AT&T decided recently to discontinue The Audience Network, where both shows have been simulcast. The company sent out what it now calls an “accidental tweet” by its PR department, reporting Patrick’s show would disappear there as of Feb. 28.

Patrick, whose show heard weekdays from 6-to-9 a.m. on KLAC-AM (570), ended a simulcast deal with NBCSN a year ago to stream on Bleacher Report Live.

He says he was “well aware” of the AT&T potential disconnect before that tweet came out.

“We’ll be at the Super Bowl with AT&T’s support, and we’re in discussions for a new TV partner as we speak, but the radio show and podcast continue without interruptions,” Patrick told us via email last week.

== Jerry Izenberg, part of the crew of journalists who covered the first Super Bowl at the Coliseum and did the next 53 in a row, will end his streak this year. As he explained in a Newark (N.J.) Star-Ledger column on Sunday:

“Once my father, a minor-league baseball player, told me that all athletes have the same complaint — the legs are the first thing to go. I never imagined that would apply to 89-year-old sports columnists. I can still walk, but from this point forward, most of what you read in the future will be written from my desk here in the Las Vegas Valley. It’s a lot safer in Henderson, Nev., than the backstretch at Churchill Downs or during the hunt in the dark after the big game:  ‘Where the hell did they park the Super Bowl media buses?’

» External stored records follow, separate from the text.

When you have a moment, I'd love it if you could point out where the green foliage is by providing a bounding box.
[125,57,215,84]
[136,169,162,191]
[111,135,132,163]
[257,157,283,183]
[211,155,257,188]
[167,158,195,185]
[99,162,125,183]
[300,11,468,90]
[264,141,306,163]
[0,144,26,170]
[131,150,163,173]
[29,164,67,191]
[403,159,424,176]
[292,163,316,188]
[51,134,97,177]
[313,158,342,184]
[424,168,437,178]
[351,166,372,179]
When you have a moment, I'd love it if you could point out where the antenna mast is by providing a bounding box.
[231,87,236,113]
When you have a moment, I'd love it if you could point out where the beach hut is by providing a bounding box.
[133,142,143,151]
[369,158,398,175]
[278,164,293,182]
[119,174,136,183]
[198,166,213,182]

“I was 36 years old when I covered my first Super Bowl. Some of my best friends were there and some of them were giants in our business, a group scattered from the Atlantic to the Pacific oceans. I guess about 10 to 20 of them. We were sure we would all grow old together.

“I was closest with Eddie Pope (Miami), Blackie Sherrod (Dallas), Will McDonough (Boston) Jerry Green (Detroit), Jack Murphy (San Diego) and Jim Murray (Los Angeles). Because of the geography that separated us, each Super Bowl was a reunion.

“But each year or so, by Super Bowl time, we had lost another one of us. Today, Jerry and I are the only ones left among daily newspaper columnists who have covered every Super Bowl. I telephone Jerry a lot just to make sure he’s OK, and I’m thrilled that now he’s the lone owner of the Super Club newspaper guys’ attendance streak.”